According to Marx, who remains one of the most astute and comprehensive critics of Capitalism, it is a system of social organization that has only the abstract quantitative "goal" of the self-accumulation of "value," which is measured by, though not the same as, money.
He used the simple formula M-C-M' to describe the process of money becoming Capital becoming more money, etc. There is no "end" goal, or eschatology, simply the eternal repetition of this process. The process, to capitalist apologists, continually elevates production and the general living standard. Such progress is then measured by a rising stock market and GDP.
This is all very well, except for the internal contradictions that Marx and others have analyzed. And as philosopher Alasdair MacIntyre has pointed out, this means there is no "common good" to provide political, social, or moral orientation. There is only self-interest on a mass scale and a continual division and accumulation property, which is presumably transformed, "as if by an invisible hand" into the greater good.
Moreover, the division of "surplus value" is highly unequal between owners of capital (major shareholders) and owners of labor (employees), and this inequality will only increase, causing social stresses. Without going into detail, Marx also diagnosed other necessary ills such as overproduction, waves of unemployment, and periodic collapse, such as the Great Depression.

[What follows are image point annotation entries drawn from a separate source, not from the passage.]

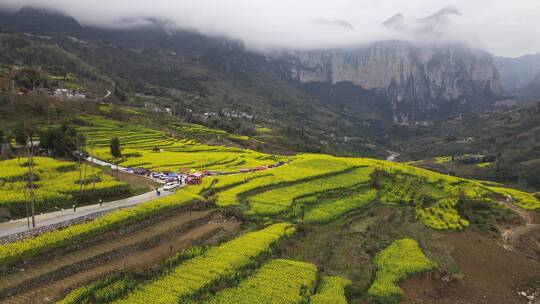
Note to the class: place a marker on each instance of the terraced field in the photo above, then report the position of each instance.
(306, 193)
(139, 146)
(57, 184)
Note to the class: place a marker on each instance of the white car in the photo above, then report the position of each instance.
(171, 186)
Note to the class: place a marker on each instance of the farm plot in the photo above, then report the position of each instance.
(214, 265)
(304, 167)
(29, 247)
(331, 291)
(57, 184)
(157, 150)
(330, 210)
(401, 259)
(279, 281)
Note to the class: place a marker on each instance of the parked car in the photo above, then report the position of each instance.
(171, 186)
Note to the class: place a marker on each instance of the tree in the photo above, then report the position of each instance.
(60, 141)
(115, 147)
(24, 136)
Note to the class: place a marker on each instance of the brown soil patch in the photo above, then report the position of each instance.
(491, 274)
(141, 260)
(134, 179)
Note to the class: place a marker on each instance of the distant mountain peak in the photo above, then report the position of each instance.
(432, 24)
(40, 20)
(441, 17)
(394, 21)
(336, 23)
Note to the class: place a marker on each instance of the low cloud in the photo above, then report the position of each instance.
(504, 27)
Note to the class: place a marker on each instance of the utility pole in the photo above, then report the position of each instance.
(30, 148)
(93, 175)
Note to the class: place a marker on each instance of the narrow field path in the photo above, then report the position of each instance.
(15, 279)
(512, 236)
(58, 217)
(53, 291)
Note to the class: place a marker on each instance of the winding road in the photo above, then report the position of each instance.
(393, 156)
(63, 216)
(511, 237)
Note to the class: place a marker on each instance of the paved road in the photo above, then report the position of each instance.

Today, we would also add the social-environmental effects of the various "externalities" of capitalist production, from plastic waste and carbon exhaust to global migrations, altered landscapes, and capitalist interventions into national political systems.
So, Capitalism does not have an "end goal" in a Christian or Hegelian sense, but it does have a telos, one that is simply its own abstract accumulation. This may have many benefits, especially for individual owners of capital. But, as many have pointed out, it is a powerful global system that has no necessary correlation to human goals, whether individual or social.
Capitalism is, of course, enmeshed with other systems that may constrain or be destroyed by it. But as abstract self-accumulation it is entirely indifferent to whether its profits come from brilliant new technologies and medicines or from utter destruction, war, and disease. We can even see this plainly in the frequent disconnect between the stock market and the news, whether "good" or "bad." Capital has its purposes, but they are only coincidentally human.